LTF Theory: Not All Functions are LTFs!¶
Key insight: LTFs are exactly the linearly separable functions.
XOR/Parity is famously NOT an LTF - there's no hyperplane that separates inputs with even parity from those with odd parity.
# Test which functions are LTFs
test_fns = {
"AND₃": bf.AND(3),
"OR₃": bf.OR(3),
"Majority₃": bf.majority(3),
"Parity₃ (XOR)": bf.parity(3),
"Threshold(4,2)": bf.threshold(4, 2),
"Dictator": bf.dictator(3, 0),
}
print("Which functions are LTFs?")
print("-" * 40)
for name, f in test_fns.items():
is_ltf = ltf_analysis.is_ltf(f)
status = "LTF" if is_ltf else "not LTF"
print(f" {name:<18}: {status}")
Which functions are LTFs? ---------------------------------------- AND₃ : LTF OR₃ : LTF Majority₃ : LTF Parity₃ (XOR) : not LTF Threshold(4,2) : LTF Dictator : LTF
Problem 3: Decision Tree Fourier Concentration¶
Key results about decision trees $T$ of depth $d$ and size $s$:
(a) At most $4^d$ non-zero Fourier coefficients
(b) $\sum_{S} |\hat{T}(S)| \leq s$ (spectral norm ≤ size)

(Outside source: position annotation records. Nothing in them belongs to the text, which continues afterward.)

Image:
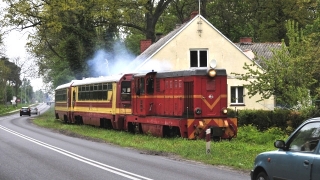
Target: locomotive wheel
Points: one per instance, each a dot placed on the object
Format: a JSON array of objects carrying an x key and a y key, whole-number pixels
[{"x": 136, "y": 129}]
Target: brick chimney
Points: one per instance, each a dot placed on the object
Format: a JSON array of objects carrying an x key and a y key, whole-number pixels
[
  {"x": 144, "y": 44},
  {"x": 246, "y": 40},
  {"x": 193, "y": 14}
]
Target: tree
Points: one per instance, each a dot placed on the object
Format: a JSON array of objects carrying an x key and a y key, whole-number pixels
[{"x": 286, "y": 75}]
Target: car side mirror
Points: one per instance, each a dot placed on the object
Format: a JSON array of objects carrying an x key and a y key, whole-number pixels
[{"x": 279, "y": 144}]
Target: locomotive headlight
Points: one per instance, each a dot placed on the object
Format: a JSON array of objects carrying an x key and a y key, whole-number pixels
[
  {"x": 224, "y": 110},
  {"x": 212, "y": 73},
  {"x": 198, "y": 111}
]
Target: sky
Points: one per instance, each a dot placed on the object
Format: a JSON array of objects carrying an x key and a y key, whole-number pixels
[{"x": 14, "y": 43}]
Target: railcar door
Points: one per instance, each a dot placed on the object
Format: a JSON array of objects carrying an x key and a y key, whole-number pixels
[
  {"x": 188, "y": 99},
  {"x": 71, "y": 102},
  {"x": 177, "y": 97}
]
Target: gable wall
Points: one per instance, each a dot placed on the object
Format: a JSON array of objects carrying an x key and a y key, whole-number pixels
[{"x": 175, "y": 56}]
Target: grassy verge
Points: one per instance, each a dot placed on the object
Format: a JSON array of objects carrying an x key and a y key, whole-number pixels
[{"x": 238, "y": 153}]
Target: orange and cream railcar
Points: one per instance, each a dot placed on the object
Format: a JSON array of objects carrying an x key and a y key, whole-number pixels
[
  {"x": 165, "y": 104},
  {"x": 102, "y": 101}
]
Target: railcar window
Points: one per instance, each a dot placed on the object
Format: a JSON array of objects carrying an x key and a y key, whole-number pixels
[
  {"x": 125, "y": 91},
  {"x": 94, "y": 92},
  {"x": 158, "y": 85},
  {"x": 61, "y": 95}
]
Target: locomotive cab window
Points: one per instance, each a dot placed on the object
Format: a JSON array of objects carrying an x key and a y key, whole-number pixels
[
  {"x": 150, "y": 85},
  {"x": 125, "y": 91},
  {"x": 140, "y": 86}
]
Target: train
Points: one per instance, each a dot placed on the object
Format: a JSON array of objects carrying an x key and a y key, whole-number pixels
[{"x": 184, "y": 103}]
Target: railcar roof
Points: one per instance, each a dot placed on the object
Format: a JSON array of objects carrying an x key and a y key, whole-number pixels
[
  {"x": 93, "y": 80},
  {"x": 189, "y": 72}
]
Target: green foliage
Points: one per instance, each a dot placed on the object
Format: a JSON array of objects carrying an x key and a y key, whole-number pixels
[{"x": 286, "y": 76}]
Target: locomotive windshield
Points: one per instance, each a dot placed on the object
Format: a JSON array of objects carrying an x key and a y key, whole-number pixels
[{"x": 125, "y": 91}]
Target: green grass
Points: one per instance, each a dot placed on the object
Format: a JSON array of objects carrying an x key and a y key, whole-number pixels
[{"x": 238, "y": 153}]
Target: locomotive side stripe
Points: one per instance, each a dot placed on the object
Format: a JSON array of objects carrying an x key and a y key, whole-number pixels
[{"x": 211, "y": 106}]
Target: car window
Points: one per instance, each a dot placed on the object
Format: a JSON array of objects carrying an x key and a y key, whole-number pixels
[{"x": 306, "y": 139}]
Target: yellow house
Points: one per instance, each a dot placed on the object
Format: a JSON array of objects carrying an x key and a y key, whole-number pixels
[{"x": 195, "y": 44}]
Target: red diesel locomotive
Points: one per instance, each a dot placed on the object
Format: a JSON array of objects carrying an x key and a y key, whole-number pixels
[{"x": 165, "y": 104}]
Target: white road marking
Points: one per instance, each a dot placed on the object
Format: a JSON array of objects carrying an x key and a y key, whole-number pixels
[{"x": 97, "y": 164}]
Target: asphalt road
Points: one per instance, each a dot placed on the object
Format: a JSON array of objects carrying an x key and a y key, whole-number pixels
[{"x": 28, "y": 152}]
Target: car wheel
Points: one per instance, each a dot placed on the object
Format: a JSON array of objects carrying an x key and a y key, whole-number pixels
[{"x": 262, "y": 176}]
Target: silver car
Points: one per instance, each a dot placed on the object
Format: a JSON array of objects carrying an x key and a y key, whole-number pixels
[
  {"x": 296, "y": 158},
  {"x": 34, "y": 110}
]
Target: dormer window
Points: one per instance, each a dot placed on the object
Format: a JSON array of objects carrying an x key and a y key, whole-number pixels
[{"x": 198, "y": 58}]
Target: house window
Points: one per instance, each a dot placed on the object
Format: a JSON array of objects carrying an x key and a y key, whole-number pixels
[
  {"x": 237, "y": 95},
  {"x": 198, "y": 58}
]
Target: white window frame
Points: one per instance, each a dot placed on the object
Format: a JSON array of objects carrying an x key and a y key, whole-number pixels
[{"x": 198, "y": 57}]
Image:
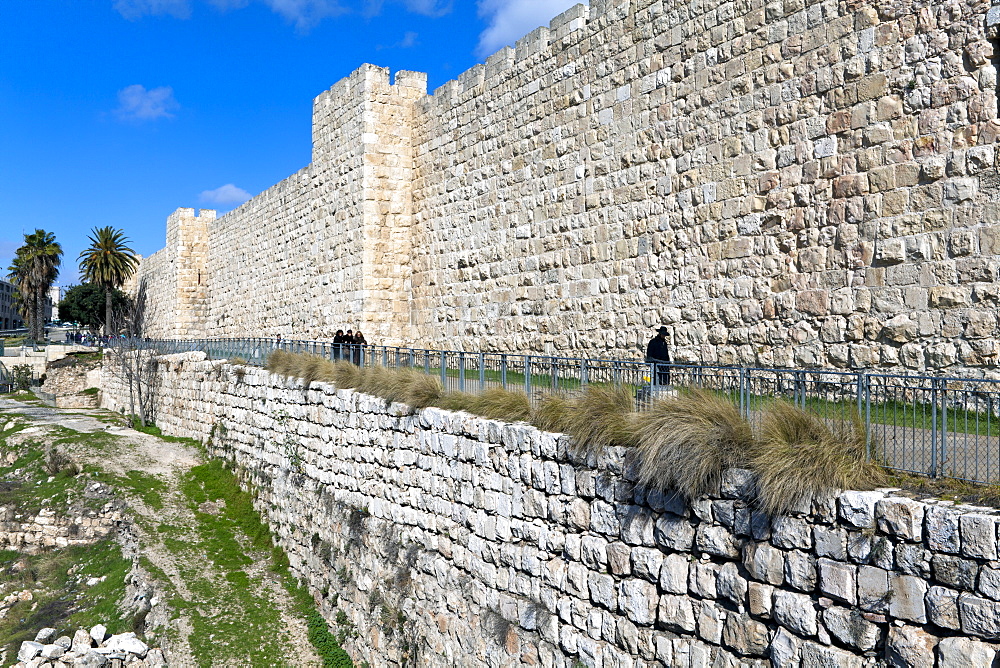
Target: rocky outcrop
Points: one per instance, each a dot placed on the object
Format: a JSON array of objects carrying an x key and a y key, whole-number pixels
[
  {"x": 775, "y": 181},
  {"x": 92, "y": 649}
]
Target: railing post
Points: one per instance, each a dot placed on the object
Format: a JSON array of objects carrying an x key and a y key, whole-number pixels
[
  {"x": 527, "y": 376},
  {"x": 482, "y": 372},
  {"x": 934, "y": 427},
  {"x": 944, "y": 425},
  {"x": 864, "y": 410},
  {"x": 461, "y": 371},
  {"x": 743, "y": 407}
]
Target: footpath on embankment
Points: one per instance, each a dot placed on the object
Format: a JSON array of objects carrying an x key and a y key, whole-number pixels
[{"x": 144, "y": 534}]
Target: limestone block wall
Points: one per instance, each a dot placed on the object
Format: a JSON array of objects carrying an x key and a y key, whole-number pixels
[
  {"x": 443, "y": 539},
  {"x": 797, "y": 183},
  {"x": 785, "y": 183}
]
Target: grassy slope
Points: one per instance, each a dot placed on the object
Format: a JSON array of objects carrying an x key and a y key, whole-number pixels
[{"x": 232, "y": 598}]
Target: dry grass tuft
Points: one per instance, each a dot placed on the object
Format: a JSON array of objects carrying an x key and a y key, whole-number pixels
[
  {"x": 685, "y": 443},
  {"x": 500, "y": 404},
  {"x": 456, "y": 401},
  {"x": 799, "y": 455},
  {"x": 313, "y": 368},
  {"x": 553, "y": 413},
  {"x": 280, "y": 362},
  {"x": 345, "y": 375},
  {"x": 423, "y": 391},
  {"x": 600, "y": 417}
]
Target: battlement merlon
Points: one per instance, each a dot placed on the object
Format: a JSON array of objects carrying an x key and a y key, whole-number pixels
[
  {"x": 183, "y": 223},
  {"x": 343, "y": 113}
]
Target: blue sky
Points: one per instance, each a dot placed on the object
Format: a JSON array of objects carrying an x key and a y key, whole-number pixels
[{"x": 116, "y": 112}]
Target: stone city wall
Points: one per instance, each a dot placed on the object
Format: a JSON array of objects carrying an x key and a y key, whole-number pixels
[
  {"x": 788, "y": 183},
  {"x": 443, "y": 539}
]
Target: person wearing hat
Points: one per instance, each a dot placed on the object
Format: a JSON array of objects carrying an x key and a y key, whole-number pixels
[{"x": 658, "y": 353}]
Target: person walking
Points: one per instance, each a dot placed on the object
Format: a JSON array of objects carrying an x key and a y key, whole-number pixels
[
  {"x": 658, "y": 354},
  {"x": 338, "y": 343},
  {"x": 359, "y": 343}
]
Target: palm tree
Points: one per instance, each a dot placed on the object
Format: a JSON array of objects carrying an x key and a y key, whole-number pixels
[
  {"x": 109, "y": 262},
  {"x": 24, "y": 294},
  {"x": 34, "y": 270}
]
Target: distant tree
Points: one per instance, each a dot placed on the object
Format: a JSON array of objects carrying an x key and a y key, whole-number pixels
[
  {"x": 33, "y": 271},
  {"x": 108, "y": 262},
  {"x": 85, "y": 304},
  {"x": 132, "y": 361}
]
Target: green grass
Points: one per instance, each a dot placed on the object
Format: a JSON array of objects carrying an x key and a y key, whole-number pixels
[
  {"x": 153, "y": 430},
  {"x": 148, "y": 487},
  {"x": 246, "y": 627},
  {"x": 62, "y": 600}
]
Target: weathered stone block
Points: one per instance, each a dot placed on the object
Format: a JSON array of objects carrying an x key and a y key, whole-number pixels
[
  {"x": 765, "y": 563},
  {"x": 979, "y": 536},
  {"x": 674, "y": 574},
  {"x": 910, "y": 647},
  {"x": 957, "y": 652},
  {"x": 745, "y": 635},
  {"x": 942, "y": 607},
  {"x": 796, "y": 612},
  {"x": 837, "y": 580},
  {"x": 675, "y": 613},
  {"x": 900, "y": 517},
  {"x": 850, "y": 627},
  {"x": 858, "y": 508},
  {"x": 907, "y": 598}
]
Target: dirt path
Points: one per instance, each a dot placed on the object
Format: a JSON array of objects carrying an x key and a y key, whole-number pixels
[{"x": 219, "y": 598}]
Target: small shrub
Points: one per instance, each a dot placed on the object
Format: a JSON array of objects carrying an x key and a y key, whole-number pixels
[
  {"x": 345, "y": 375},
  {"x": 799, "y": 455},
  {"x": 280, "y": 362},
  {"x": 457, "y": 401},
  {"x": 599, "y": 418},
  {"x": 500, "y": 404},
  {"x": 685, "y": 443},
  {"x": 57, "y": 461},
  {"x": 553, "y": 414},
  {"x": 423, "y": 391},
  {"x": 20, "y": 376}
]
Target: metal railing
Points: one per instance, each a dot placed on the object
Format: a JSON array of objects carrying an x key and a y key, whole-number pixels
[{"x": 936, "y": 426}]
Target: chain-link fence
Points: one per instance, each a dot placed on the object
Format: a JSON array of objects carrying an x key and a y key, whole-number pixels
[{"x": 922, "y": 424}]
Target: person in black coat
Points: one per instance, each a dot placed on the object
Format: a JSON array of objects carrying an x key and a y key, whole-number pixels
[
  {"x": 338, "y": 343},
  {"x": 658, "y": 353},
  {"x": 359, "y": 342}
]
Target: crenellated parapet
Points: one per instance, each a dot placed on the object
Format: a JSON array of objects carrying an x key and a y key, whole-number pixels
[{"x": 805, "y": 183}]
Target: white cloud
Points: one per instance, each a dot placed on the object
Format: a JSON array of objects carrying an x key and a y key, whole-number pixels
[
  {"x": 135, "y": 103},
  {"x": 305, "y": 14},
  {"x": 136, "y": 9},
  {"x": 429, "y": 7},
  {"x": 510, "y": 20},
  {"x": 226, "y": 5},
  {"x": 225, "y": 196}
]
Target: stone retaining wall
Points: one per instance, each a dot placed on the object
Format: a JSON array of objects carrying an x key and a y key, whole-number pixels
[{"x": 443, "y": 539}]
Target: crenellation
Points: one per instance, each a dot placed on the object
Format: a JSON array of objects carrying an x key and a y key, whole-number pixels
[{"x": 808, "y": 170}]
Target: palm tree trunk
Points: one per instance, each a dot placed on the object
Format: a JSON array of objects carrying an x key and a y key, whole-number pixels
[
  {"x": 38, "y": 327},
  {"x": 107, "y": 310}
]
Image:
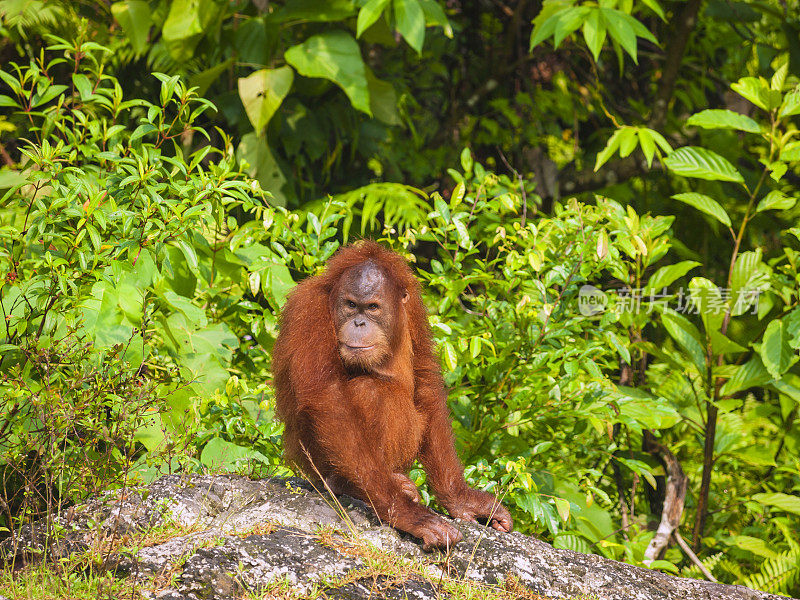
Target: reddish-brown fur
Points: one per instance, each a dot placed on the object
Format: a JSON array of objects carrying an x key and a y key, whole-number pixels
[{"x": 361, "y": 432}]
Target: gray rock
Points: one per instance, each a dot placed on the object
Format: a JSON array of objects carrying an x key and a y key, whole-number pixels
[{"x": 244, "y": 536}]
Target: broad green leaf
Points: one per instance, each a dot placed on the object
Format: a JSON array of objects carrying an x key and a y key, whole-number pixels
[
  {"x": 458, "y": 194},
  {"x": 655, "y": 7},
  {"x": 368, "y": 14},
  {"x": 687, "y": 336},
  {"x": 277, "y": 282},
  {"x": 189, "y": 254},
  {"x": 262, "y": 93},
  {"x": 721, "y": 344},
  {"x": 441, "y": 207},
  {"x": 793, "y": 328},
  {"x": 666, "y": 275},
  {"x": 705, "y": 204},
  {"x": 333, "y": 55},
  {"x": 410, "y": 22},
  {"x": 450, "y": 356},
  {"x": 462, "y": 234},
  {"x": 263, "y": 167},
  {"x": 627, "y": 141},
  {"x": 648, "y": 145},
  {"x": 753, "y": 89},
  {"x": 222, "y": 454},
  {"x": 749, "y": 277},
  {"x": 713, "y": 118},
  {"x": 466, "y": 160},
  {"x": 775, "y": 200},
  {"x": 640, "y": 409},
  {"x": 562, "y": 506},
  {"x": 779, "y": 77},
  {"x": 707, "y": 300},
  {"x": 791, "y": 104},
  {"x": 775, "y": 351},
  {"x": 135, "y": 18},
  {"x": 790, "y": 152},
  {"x": 693, "y": 161},
  {"x": 568, "y": 22},
  {"x": 186, "y": 24},
  {"x": 544, "y": 25},
  {"x": 50, "y": 93},
  {"x": 784, "y": 502},
  {"x": 750, "y": 374}
]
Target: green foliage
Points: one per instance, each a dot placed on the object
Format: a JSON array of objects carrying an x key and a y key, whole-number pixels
[{"x": 138, "y": 252}]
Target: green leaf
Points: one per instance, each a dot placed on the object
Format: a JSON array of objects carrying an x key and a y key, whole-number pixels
[
  {"x": 791, "y": 104},
  {"x": 141, "y": 131},
  {"x": 621, "y": 30},
  {"x": 334, "y": 55},
  {"x": 775, "y": 351},
  {"x": 450, "y": 356},
  {"x": 775, "y": 200},
  {"x": 666, "y": 275},
  {"x": 753, "y": 89},
  {"x": 410, "y": 21},
  {"x": 693, "y": 161},
  {"x": 568, "y": 22},
  {"x": 721, "y": 344},
  {"x": 750, "y": 374},
  {"x": 687, "y": 336},
  {"x": 784, "y": 502},
  {"x": 594, "y": 32},
  {"x": 50, "y": 93},
  {"x": 262, "y": 93},
  {"x": 705, "y": 204},
  {"x": 611, "y": 146},
  {"x": 713, "y": 118},
  {"x": 368, "y": 14},
  {"x": 135, "y": 18}
]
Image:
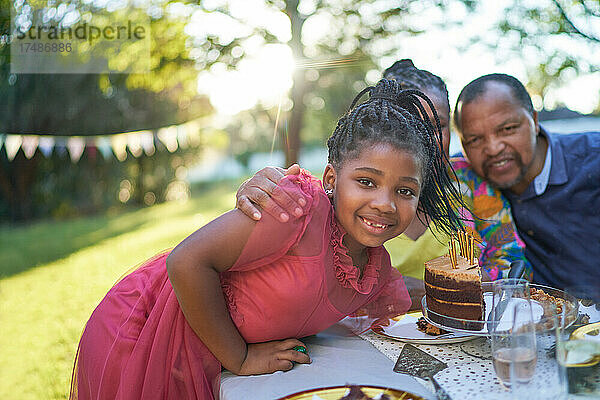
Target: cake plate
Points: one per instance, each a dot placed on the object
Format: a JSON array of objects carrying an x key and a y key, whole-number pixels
[
  {"x": 481, "y": 348},
  {"x": 480, "y": 327}
]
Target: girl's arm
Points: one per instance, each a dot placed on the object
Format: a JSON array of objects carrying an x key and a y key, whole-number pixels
[{"x": 193, "y": 268}]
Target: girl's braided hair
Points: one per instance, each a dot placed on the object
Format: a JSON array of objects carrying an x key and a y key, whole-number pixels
[{"x": 397, "y": 117}]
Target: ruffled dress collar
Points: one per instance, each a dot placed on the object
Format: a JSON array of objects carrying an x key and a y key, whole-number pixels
[{"x": 346, "y": 273}]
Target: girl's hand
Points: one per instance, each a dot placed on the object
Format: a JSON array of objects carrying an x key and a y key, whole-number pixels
[
  {"x": 263, "y": 189},
  {"x": 268, "y": 357}
]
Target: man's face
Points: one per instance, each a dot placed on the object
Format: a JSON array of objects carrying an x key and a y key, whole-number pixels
[{"x": 499, "y": 137}]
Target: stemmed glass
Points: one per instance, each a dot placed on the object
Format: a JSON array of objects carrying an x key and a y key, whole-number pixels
[
  {"x": 512, "y": 332},
  {"x": 579, "y": 351}
]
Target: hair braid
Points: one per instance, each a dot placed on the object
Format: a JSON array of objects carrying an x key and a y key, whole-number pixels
[
  {"x": 397, "y": 117},
  {"x": 411, "y": 77}
]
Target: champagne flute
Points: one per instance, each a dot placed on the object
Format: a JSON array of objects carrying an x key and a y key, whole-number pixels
[
  {"x": 512, "y": 331},
  {"x": 514, "y": 353}
]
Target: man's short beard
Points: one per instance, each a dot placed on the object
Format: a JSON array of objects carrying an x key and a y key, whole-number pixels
[{"x": 507, "y": 185}]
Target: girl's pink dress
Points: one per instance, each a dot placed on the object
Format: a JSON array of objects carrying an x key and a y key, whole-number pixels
[{"x": 292, "y": 279}]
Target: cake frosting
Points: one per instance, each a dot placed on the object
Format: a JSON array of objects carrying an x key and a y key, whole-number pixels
[{"x": 454, "y": 291}]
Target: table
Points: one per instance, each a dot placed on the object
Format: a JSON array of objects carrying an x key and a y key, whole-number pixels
[{"x": 338, "y": 358}]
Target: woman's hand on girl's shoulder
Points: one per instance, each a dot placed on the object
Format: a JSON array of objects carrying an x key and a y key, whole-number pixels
[
  {"x": 268, "y": 357},
  {"x": 263, "y": 190}
]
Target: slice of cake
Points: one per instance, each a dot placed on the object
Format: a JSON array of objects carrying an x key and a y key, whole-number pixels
[{"x": 453, "y": 289}]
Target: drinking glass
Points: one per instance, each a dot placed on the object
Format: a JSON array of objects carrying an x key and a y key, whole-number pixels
[
  {"x": 548, "y": 379},
  {"x": 512, "y": 331},
  {"x": 579, "y": 351},
  {"x": 514, "y": 354}
]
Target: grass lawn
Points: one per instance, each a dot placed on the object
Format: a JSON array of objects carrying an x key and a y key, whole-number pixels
[{"x": 53, "y": 274}]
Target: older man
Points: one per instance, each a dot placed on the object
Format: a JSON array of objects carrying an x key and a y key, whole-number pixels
[{"x": 552, "y": 181}]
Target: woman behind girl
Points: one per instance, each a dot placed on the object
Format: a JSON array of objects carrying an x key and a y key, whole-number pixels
[
  {"x": 238, "y": 293},
  {"x": 493, "y": 225}
]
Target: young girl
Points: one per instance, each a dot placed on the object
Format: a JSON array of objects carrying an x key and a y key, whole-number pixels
[
  {"x": 493, "y": 226},
  {"x": 237, "y": 293}
]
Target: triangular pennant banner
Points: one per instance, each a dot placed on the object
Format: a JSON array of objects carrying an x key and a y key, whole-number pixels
[
  {"x": 29, "y": 145},
  {"x": 119, "y": 145},
  {"x": 182, "y": 136},
  {"x": 168, "y": 136},
  {"x": 12, "y": 145},
  {"x": 147, "y": 140},
  {"x": 75, "y": 144},
  {"x": 60, "y": 146},
  {"x": 46, "y": 145},
  {"x": 134, "y": 144},
  {"x": 103, "y": 145}
]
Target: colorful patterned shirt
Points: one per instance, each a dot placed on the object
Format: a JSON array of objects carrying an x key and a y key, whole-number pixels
[{"x": 493, "y": 223}]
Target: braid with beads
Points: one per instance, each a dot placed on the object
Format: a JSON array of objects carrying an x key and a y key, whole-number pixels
[
  {"x": 397, "y": 117},
  {"x": 410, "y": 77}
]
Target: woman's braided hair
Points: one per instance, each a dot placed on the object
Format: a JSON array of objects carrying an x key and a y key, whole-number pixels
[
  {"x": 397, "y": 117},
  {"x": 411, "y": 77}
]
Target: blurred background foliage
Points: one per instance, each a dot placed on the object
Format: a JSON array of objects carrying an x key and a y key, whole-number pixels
[{"x": 338, "y": 47}]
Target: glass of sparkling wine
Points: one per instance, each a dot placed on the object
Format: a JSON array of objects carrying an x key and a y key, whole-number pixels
[
  {"x": 512, "y": 332},
  {"x": 579, "y": 351}
]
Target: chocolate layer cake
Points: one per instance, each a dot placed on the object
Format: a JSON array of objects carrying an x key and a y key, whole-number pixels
[{"x": 454, "y": 292}]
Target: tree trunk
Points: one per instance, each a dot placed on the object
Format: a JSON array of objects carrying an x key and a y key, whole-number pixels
[{"x": 293, "y": 143}]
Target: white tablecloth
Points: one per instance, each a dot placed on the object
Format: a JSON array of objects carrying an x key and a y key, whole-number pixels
[{"x": 337, "y": 359}]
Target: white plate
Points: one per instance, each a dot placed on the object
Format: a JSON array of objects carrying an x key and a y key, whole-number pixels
[{"x": 404, "y": 329}]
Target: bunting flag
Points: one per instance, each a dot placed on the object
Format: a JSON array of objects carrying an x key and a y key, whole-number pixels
[
  {"x": 75, "y": 145},
  {"x": 168, "y": 137},
  {"x": 12, "y": 145},
  {"x": 29, "y": 145},
  {"x": 134, "y": 144},
  {"x": 103, "y": 145},
  {"x": 117, "y": 145},
  {"x": 147, "y": 140}
]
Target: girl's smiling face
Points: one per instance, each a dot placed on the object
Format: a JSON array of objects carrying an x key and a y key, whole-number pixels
[{"x": 375, "y": 195}]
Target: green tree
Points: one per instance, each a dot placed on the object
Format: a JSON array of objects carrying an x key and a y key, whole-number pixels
[
  {"x": 563, "y": 36},
  {"x": 352, "y": 35}
]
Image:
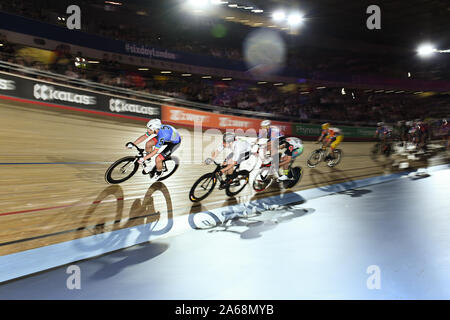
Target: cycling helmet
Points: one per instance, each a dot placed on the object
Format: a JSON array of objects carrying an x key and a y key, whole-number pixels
[
  {"x": 154, "y": 124},
  {"x": 229, "y": 137},
  {"x": 325, "y": 126},
  {"x": 266, "y": 123}
]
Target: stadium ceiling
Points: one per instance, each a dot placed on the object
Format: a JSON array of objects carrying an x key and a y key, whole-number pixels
[{"x": 403, "y": 23}]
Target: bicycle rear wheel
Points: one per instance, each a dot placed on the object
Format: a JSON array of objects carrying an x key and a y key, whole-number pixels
[
  {"x": 314, "y": 158},
  {"x": 337, "y": 153},
  {"x": 296, "y": 175},
  {"x": 169, "y": 167},
  {"x": 203, "y": 187},
  {"x": 262, "y": 181},
  {"x": 121, "y": 170}
]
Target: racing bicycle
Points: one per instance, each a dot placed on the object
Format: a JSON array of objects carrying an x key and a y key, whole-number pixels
[
  {"x": 319, "y": 155},
  {"x": 203, "y": 187},
  {"x": 124, "y": 168},
  {"x": 268, "y": 174}
]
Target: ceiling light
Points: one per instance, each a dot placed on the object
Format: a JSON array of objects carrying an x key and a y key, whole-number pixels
[{"x": 278, "y": 15}]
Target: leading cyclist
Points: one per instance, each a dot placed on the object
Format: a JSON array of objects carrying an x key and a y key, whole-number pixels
[
  {"x": 273, "y": 134},
  {"x": 166, "y": 135}
]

(c) Fourier spectrum is $\varepsilon$-concentrated on at most $(s/\varepsilon)^2$ coefficients
(d) Fourier spectrum is $4\varepsilon$-concentrated up to degree $\log_2(s/\varepsilon)$
Let's verify these with examples:
# Functions that can be computed by small decision trees
# AND has depth n, size 2
# Majority has depth n, size ≈ 2^n for exact computation
# Create functions and analyze
test_fns = {
"AND₃ (depth 3, size 2)": (bf.AND(3), 3, 2),
"OR₃ (depth 3, size 2)": (bf.OR(3), 3, 2),
"Parity₃ (depth 3, size 2³)": (bf.parity(3), 3, 8),
"Majority₃ (depth 3, size ≤8)": (bf.majority(3), 3, 8),
}
print("Decision Tree Fourier Analysis:")
print(f"{'Function':<25} | {'Depth d':<8} | {'Size s':<8} | {'#Non-zero':<10} | {'≤4^d?':<7} | {'Σ|f̂|':<8} | {'≤s?'}")
print("-" * 90)
for name, (f, depth, size) in test_fns.items():
# Direct API: f.fourier()
fourier = f.fourier()
# Count non-zero coefficients
nonzero = sum(1 for c in fourier if abs(c) > 1e-10)
bound_4d = 4**depth
# Sum of absolute values
l1_norm = sum(abs(c) for c in fourier)
check_4d = "ok" if nonzero <= bound_4d else "fail"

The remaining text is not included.